With respect to the molecular docking binding energy (BE) scores, compounds interacting with BE scores lower than −7 kcal/mol are accorded as hit compounds, as shown in the heat map profile (Figure 2E). The potentially suitable P. niruri hit compounds, which also show interactions against target proteins at key residues and satisfy the BE scores requirement, are identified as desirable anti-liver fibrosis inhibitor compounds. In this study, P. niruri compounds like astragalin, quercitrin, corilagin, and hinokinin have been identified to interact with most of the key residues of BRD4 target protein, and amongst them, hinokinin exhibits higher BE of −8.8 kcal/mol as shown in Figure 2A,E. Similarly, pectolinaroside, hinokinin, and quercitrin show binding to some of the key residue sites where HSP47 inhibitor III binds along with lower BE scores, as in Figure 2B,E. Compounds isocorilagin and amariin have been identified to interact with sufficient desirable residues of LOXL2 protein shown in Figure 2C,E. Compounds like quercitrin, niruriflavone, and hinokinin also promisingly interact with the IKKB target, as shown in Figure 2D,E.
Overall, the molecular docking results of these eight P. niruri compounds demonstrate promising interactions with BRD4, HSP47, LOXL2, and IKKB, suggesting that they may exhibit therapeutic efficacy against the prime features of liver fibrosis. Compounds quercitrin and hinokinin show preferential interaction cum desirably lower BE scores with all four target proteins.

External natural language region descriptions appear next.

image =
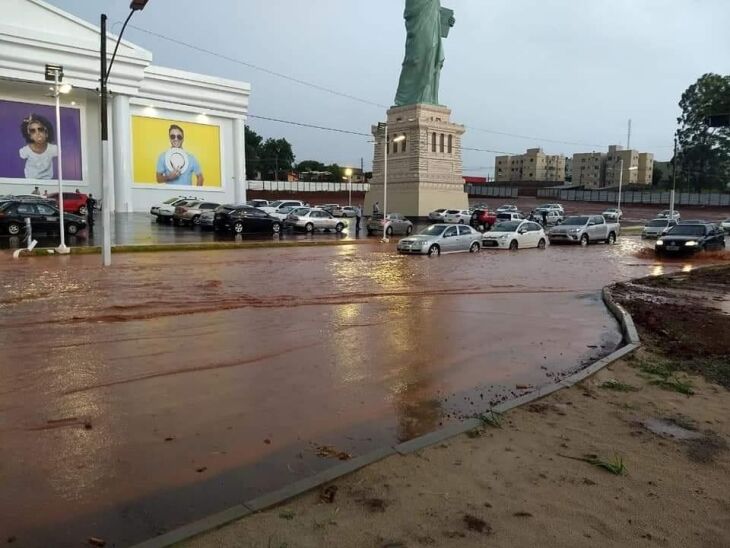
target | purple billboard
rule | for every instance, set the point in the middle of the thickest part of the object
(30, 143)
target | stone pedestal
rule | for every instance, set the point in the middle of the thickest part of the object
(424, 169)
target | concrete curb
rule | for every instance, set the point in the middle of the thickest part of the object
(326, 476)
(158, 248)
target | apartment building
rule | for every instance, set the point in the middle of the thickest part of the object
(533, 166)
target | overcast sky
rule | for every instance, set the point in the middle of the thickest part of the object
(564, 75)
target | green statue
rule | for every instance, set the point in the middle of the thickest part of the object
(426, 24)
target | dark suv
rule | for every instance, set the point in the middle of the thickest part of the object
(43, 217)
(243, 218)
(690, 238)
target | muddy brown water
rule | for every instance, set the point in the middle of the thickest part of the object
(171, 386)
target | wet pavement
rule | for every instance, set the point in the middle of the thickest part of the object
(139, 398)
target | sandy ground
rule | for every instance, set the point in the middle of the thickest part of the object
(515, 485)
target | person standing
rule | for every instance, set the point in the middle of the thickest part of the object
(358, 216)
(90, 206)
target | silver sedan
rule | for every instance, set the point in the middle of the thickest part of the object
(442, 238)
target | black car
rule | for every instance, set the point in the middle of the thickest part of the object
(244, 218)
(690, 238)
(43, 217)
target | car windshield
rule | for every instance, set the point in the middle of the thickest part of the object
(657, 222)
(509, 226)
(433, 230)
(687, 230)
(575, 221)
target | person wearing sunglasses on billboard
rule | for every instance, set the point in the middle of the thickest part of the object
(177, 166)
(39, 150)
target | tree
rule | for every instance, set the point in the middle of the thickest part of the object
(704, 151)
(253, 149)
(276, 156)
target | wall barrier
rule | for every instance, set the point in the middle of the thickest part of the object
(306, 186)
(716, 199)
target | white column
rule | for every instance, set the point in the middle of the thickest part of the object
(121, 138)
(239, 160)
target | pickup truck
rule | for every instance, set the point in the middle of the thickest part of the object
(584, 229)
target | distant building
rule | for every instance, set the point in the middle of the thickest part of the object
(601, 170)
(531, 167)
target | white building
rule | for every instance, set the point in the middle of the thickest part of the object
(146, 102)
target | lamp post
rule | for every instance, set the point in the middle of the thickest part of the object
(54, 73)
(348, 173)
(106, 248)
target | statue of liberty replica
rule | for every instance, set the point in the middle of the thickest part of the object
(417, 157)
(427, 23)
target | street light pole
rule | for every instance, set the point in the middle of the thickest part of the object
(106, 247)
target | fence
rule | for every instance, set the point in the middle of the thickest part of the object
(489, 191)
(306, 186)
(636, 197)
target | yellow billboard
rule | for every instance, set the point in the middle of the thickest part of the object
(175, 153)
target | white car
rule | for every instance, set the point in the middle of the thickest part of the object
(672, 214)
(515, 235)
(311, 219)
(457, 216)
(437, 215)
(613, 214)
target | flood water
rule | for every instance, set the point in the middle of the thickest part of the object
(174, 385)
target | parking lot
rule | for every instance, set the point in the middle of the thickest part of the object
(175, 385)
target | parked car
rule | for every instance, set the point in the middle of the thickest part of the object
(73, 202)
(311, 219)
(657, 227)
(584, 229)
(189, 214)
(281, 208)
(669, 214)
(437, 215)
(691, 238)
(515, 235)
(483, 219)
(613, 214)
(393, 223)
(508, 216)
(344, 211)
(243, 218)
(43, 217)
(457, 216)
(442, 238)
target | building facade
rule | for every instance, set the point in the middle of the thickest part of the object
(533, 166)
(170, 132)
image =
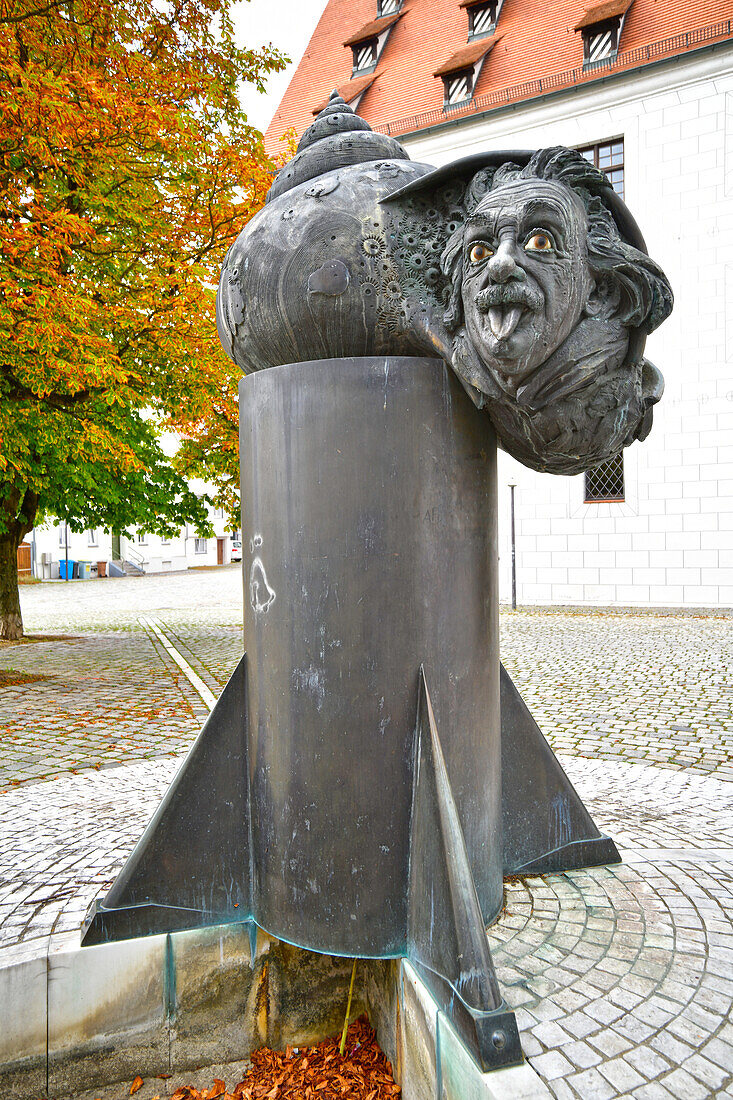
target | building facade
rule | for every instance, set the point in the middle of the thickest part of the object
(647, 95)
(104, 553)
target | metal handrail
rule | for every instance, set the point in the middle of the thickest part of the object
(556, 80)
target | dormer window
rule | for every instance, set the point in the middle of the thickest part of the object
(601, 28)
(460, 73)
(482, 17)
(364, 56)
(459, 87)
(368, 43)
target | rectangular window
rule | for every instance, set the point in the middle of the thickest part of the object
(608, 156)
(458, 87)
(482, 18)
(605, 482)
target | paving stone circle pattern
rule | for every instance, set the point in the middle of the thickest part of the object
(622, 977)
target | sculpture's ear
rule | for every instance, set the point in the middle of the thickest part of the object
(451, 264)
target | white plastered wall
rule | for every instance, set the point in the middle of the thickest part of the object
(670, 542)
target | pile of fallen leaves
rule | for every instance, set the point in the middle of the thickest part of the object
(313, 1073)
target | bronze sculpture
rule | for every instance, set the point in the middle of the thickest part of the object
(375, 773)
(526, 273)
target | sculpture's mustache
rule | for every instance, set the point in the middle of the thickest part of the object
(509, 294)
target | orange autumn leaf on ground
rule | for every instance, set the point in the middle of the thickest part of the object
(318, 1073)
(217, 1089)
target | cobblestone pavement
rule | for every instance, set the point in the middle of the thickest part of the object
(622, 977)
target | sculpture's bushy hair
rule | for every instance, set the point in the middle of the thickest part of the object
(639, 287)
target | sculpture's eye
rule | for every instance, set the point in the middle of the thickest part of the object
(479, 253)
(539, 242)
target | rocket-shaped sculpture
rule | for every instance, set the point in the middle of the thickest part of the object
(370, 772)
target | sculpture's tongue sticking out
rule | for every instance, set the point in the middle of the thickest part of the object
(367, 776)
(504, 319)
(524, 272)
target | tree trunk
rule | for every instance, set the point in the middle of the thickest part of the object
(18, 508)
(11, 622)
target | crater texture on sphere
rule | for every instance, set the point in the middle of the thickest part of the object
(523, 271)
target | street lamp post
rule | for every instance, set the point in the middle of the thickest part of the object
(512, 487)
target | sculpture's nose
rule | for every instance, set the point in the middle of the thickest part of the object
(503, 266)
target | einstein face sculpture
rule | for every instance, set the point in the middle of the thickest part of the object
(524, 272)
(526, 279)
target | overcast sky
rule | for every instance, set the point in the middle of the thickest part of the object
(288, 25)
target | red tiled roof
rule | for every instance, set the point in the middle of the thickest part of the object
(599, 12)
(373, 29)
(469, 55)
(538, 52)
(348, 91)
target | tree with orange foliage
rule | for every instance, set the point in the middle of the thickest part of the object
(127, 167)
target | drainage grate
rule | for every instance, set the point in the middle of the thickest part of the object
(605, 482)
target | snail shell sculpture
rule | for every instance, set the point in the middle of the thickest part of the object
(524, 271)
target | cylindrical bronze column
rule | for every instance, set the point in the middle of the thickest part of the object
(369, 539)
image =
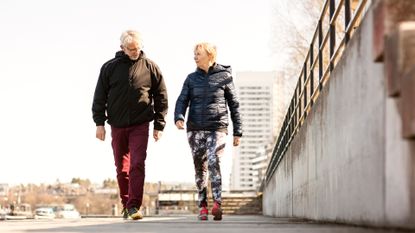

3.3. In Silico Toxicity Prediction

The in silico toxicity activeness for hepato-toxicity, carcinogenicity, and immunogenicity of P. niruri compounds and the reference inhibitor compounds explored in this current research was examined using the ProTox-III webserver. Amongst the inhibitor compounds, only levoleucovorin (LOXL2 inhibitor reference) showed inactivity for the toxicity potential Table 3.
The predicted toxicity class and LD50 results show that P. niruri compounds administration could potentially be harmful only beyond high dosages as per the predicted LD50 values, and also, these compounds have been predicted to belong to mostly class IV and V, unlike the reference inhibitor compounds. The Tox21 nuclear receptor signaling activeness results shown in Table 3 imply that almost all the analyzed inhibitor compounds and P. niruri compounds, except the IKKB inhibitor and flavonoid astragalin, show inactivity towards triggering the PPAR-γ, MMP, and p53 cascades to induce cytotoxic effects at concentration beyond the predicted LD50 threshold.

4. Discussion

The selected eight P. niruri compounds have been identified to be non-hepatotoxic, though most compounds show active immune-toxic potential, which could possibly emphasize the anti-oxidant, radical scavenging potency of phytochemicals, and their applicability as anti-cancer agents [25]. Hinokinin has earlier been reported to mediate beneficial health effects like neuroprotective and anti-cancer abilities [26,27]. The anti-myocardial fibrotic prowess of hinokinin [28] substantially advocates the predictive inference of this current research for a similar anti-liver fibrosis effect. Quercitrin has been identified to prevent mitochondrial damage in liver cells [29], reduce hepatic steatosis [30], and suppress HCC metastasis [31], and its potential therapeutic effect against liver fibrosis is attempted for exploration in this current research. Previous studies on P. niruri extracts report reduced hepatic and nephrotic injury cum lowered fibrotic scores in animal model studies [32,33], which also supports the computational modeling outcomes of the current research work.
P. niruri has many substantial previous studies emphasizing its therapeutic potential, like anti-cancer and hepato-protective efficacy [34,35]. For instance, one of the major P. niruri phytochemical phyllanthin has been identified to protect from hepatic injuries cum toxicity [36] and impart anti-fibrosis effect via downregulation of TGF-β1 cascade [37] and TNF-α/NF-κB levels in vitro [38]. Quercetin, a prominent flavonoid, has also been proficient against pulmonary liver fibrosis and NAFLD [39,40,41,42]. Likewise, methanolic extracts of P. niruri have been identified to mitigate liver fibrosis progression and NAFLD complexities concerned with atherosclerosis [43].

5. Conclusions

This computational analysis provides comprehensive insights into the anti-liver fibrosis potential of Phyllanthus niruri compounds against some of the prominent therapeutic targets influencing key features of liver fibrosis. The in silico molecular docking and in silico ADMET studies provide valuable insights into hit compounds of P. niruri, like quercitrin and hinokinin, to have good docking scores below −7 kcal/mol threshold and molecular interactions with many key residues of all the four liver fibrosis targets explored in this research namely the BRD4, HSP47, LOLX2, and IKKB proteins. Both quercitrin and hinokinin compounds have been previously accorded for their health benefits. This present study holds promising computational predictive findings of both quercitrin and hinokinin as anti-liver fibrosis therapeutic druggable compounds. Further in vitro and animal model based in vivo experimental analysis needs to be explored for future validations.

Author Contributions

C.R.: Writing, software, computational analysis, methodology, investigation. K.S.: Conceptualization, review cum editing, supervision, methodology. All authors have read and agreed to the published version of the manuscript.

Funding

This research received no external funding.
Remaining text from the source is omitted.